ミニチュアダックスフンドは、もともと太りやすい傾向にある犬種です。

老犬になると、代謝や活動量の低下でより太りやすくなるため、肥満にならないように注意しましょう。

ここでは、ミニチュアダックスの老犬を太らせないための食事管理のコツを解説します。

おやつを含めた総カロリーで考える

食事量だけでなく、おやつやトッピングを含めた1日の総カロリーで考えるようにしましょう。

食事量をきちんと調整していても、おやつやトッピングの量が多いと、カロリーオーバーになることがあります。

おやつやトッピングは、1日に必要な摂取カロリーのうちの10%程度(多くても20%以内)にとどめ、そのカロリー分のフード量を減らすようにしてください。

食欲旺盛な子は低カロリーのフードや食材を活用する

食欲旺盛な子は、単純に量を減らすのではなく、低カロリーのフードや野菜などの食材を活用して摂取カロリーを調整してあげましょう。

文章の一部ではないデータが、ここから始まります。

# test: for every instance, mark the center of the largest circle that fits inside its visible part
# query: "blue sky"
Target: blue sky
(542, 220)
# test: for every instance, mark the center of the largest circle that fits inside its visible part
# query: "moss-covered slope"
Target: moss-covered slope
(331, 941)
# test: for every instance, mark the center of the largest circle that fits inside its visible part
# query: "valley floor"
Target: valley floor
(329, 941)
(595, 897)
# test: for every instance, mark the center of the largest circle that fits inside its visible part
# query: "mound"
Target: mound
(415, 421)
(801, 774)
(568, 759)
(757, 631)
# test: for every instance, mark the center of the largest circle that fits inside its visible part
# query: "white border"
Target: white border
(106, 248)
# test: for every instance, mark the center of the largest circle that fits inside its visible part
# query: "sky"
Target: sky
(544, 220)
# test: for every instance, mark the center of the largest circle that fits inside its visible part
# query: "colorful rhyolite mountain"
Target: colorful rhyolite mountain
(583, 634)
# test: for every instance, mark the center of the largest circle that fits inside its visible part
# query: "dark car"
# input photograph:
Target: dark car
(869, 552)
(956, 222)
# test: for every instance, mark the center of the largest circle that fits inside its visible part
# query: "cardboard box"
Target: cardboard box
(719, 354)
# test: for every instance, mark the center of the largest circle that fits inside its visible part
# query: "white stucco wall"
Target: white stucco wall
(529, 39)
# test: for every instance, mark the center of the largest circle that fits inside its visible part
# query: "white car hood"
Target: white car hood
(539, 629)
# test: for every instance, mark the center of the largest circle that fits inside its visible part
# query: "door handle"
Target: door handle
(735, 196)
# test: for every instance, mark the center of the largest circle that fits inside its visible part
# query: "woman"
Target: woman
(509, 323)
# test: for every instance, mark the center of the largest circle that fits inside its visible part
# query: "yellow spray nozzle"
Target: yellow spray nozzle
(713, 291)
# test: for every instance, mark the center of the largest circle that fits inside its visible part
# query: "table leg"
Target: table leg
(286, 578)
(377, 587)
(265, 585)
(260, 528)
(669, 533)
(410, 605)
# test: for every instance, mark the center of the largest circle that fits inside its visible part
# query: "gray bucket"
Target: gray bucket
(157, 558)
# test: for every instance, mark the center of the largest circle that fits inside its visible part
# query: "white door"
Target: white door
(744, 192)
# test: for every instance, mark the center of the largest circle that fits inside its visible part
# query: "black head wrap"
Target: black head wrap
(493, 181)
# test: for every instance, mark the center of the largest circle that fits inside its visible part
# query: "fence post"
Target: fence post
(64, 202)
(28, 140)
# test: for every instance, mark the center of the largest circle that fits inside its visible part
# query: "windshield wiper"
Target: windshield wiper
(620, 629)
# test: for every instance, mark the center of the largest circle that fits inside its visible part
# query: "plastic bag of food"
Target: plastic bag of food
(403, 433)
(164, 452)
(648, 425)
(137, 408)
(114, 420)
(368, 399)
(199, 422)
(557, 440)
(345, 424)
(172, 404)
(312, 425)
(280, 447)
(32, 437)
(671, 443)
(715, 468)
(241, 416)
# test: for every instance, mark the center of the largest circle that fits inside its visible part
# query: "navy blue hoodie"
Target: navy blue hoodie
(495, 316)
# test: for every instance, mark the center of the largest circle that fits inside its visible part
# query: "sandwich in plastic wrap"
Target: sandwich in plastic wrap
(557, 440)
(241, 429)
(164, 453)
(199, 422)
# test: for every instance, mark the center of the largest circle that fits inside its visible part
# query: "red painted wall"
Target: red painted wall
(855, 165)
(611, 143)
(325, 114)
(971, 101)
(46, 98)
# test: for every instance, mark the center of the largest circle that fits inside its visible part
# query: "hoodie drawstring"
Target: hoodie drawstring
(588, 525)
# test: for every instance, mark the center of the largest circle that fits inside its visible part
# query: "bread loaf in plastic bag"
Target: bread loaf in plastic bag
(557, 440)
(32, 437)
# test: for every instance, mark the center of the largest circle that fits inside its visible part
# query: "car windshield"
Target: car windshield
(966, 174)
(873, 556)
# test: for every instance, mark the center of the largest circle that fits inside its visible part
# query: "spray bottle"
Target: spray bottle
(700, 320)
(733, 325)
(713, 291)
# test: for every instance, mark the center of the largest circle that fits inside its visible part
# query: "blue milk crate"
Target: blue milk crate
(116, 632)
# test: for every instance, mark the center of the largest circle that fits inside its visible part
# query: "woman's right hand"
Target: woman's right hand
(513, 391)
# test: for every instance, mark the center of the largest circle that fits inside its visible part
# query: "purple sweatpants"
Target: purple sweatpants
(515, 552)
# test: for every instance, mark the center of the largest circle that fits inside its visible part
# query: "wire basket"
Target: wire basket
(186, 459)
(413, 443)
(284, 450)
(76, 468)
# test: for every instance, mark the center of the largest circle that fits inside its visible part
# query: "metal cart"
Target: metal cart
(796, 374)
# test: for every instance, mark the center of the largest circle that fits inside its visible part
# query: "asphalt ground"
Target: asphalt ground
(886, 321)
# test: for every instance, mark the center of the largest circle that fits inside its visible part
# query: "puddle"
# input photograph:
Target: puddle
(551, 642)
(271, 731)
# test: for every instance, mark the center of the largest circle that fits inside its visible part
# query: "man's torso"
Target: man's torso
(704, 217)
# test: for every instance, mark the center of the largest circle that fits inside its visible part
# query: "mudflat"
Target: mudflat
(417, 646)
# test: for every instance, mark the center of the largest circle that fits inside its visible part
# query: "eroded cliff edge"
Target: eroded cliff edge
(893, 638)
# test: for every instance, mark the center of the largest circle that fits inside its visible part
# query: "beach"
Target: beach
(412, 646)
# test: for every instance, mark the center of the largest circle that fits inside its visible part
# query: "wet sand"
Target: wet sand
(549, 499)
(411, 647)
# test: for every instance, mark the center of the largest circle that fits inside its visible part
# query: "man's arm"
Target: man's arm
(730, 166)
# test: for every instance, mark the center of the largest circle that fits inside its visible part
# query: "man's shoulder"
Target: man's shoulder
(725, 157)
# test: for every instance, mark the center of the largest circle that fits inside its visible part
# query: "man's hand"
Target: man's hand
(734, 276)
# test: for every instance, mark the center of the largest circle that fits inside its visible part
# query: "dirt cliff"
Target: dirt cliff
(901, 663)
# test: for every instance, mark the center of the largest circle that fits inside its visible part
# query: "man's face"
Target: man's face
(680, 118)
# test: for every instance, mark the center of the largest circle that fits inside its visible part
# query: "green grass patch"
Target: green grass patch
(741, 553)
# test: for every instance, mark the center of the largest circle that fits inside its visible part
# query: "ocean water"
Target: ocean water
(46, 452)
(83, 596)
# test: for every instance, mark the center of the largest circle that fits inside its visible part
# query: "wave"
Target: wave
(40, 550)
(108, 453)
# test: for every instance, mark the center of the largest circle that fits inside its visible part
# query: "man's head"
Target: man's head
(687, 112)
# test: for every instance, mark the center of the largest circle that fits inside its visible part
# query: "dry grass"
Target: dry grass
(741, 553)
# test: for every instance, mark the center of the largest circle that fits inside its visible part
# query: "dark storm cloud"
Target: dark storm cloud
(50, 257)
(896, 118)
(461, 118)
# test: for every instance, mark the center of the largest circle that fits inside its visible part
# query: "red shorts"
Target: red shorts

ミニチュアダックスフンドは、老犬になっても食べることが好きな子も多いです。

そのため、食事量を減らすと満足感が得られず、ストレスにつながることも珍しくありません。

ストレスが続くと、免疫力が低下したり胃腸の調子が乱れたりするため、無理な食事制限は避けたいところです。

ただし、低カロリーでも与えすぎればカロリーオーバーになるので注意しましょう。

筋肉維持を意識した食事にする

ミニチュアダックスフンドの老犬を太らせないためには、体重だけでなく筋肉維持も意識した食事が大切です。

食事量を減らしすぎると、脂肪だけでなく筋肉まで落ちてしまうことにつながります。

筋肉量が落ちると基礎代謝も低下しやすくなり、かえって太りやすくなります。

そのため、太らせないためにも「量を抑えること」だけでなく、必要な栄養を取りながら筋肉維持を意識しましょう。

定期的に体重と体型をチェックする

体重と体型は定期的にチェックすることも欠かせません。

老犬では、週に1回程度の体重測定がおすすめです。体型は日々のスキンシップの中で確認するといいでしょう。

抱っこや撫でるついでに、肋骨の触れやすさ、腰のくびれ、お腹まわりの変化を見ておくと、体重の数字だけでは気づきにくい変化にも早めに気づきやすくなります。

まとめ

老犬のミニチュアダックスフンドの食事量は、体重だけで決めるのではなく、体型や筋肉量、食べ方の変化も見ながら調整することが大切です。

特に老犬は、食事量を減らす・増やすだけでなく、回数やフードの選び方、おやつの量まで含めて見直すことで、その子に合った食事管理がしやすくなるでしょう。

たかだなつき(高田菜月)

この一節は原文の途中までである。